The U.S. Department of Veterans Affairs has removed a Cincinnati builder from a blacklist of companies barred from obtaining federal contracts.

The VA last month removed from the blacklist BAMKO LLC, owners Evans Nwankwo and James C. Battle III and their other companies, Megen Construction Co. and Battleline Enterprises. They had been placed on the Excluded Parties List because of suspicions that they misrepresented BAMKO’s ownership so it could get special preference for obtaining lucrative government contracts under a program for small business owned by military veterans with service-related disabilities.
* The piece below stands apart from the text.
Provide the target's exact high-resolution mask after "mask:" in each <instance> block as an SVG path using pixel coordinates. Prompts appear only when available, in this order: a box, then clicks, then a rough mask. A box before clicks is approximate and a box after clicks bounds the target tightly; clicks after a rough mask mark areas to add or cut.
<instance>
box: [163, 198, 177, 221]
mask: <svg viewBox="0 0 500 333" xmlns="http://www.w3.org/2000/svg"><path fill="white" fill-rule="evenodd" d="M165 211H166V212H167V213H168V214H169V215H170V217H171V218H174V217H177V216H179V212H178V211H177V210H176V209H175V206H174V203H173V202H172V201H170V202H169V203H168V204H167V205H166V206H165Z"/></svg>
“We are happy to be vindicated in what we had told the government, that we were legitimate, straight-forward and transparent,” Battle said Tuesday. “There was no misrepresentation. If (there) was, we’d still be on that list.”

The Dayton Daily News noted BAMKO’s blacklisting as part of a special report on fraud in the veterans program published in April. At the time, a public relations agent for Nwankwo said he was preparing a written response to the blacklisting. Nwankwo’s Megen Construction did not return a phone call seeking comment.

BAMKO was incorporated in 2007 by builder Nwankwo, whose Megen Construction has worked on such high-profile projects as the Great American Ballpark, the National Underground Railroad Freedom Center and Fountain Square, according to the Ohio Secretary of State’s office. BAMKO was a partnership between Nwankwo and disabled Vietnam veteran Battle, a Cincinnati funeral director.

BAMKO has obtained about $18 million in government contracts, including a $4.1 million job for the Army Corps of Engineers at Wright-Patterson Air Force Base.

The Service Disabled Veteran Owned Small Business program requires that the disabled veteran be the majority owner and control the business receiving the contracts. Fraud can occur when a disabled vet serves as a figurehead to allow partners to obtain government contracts.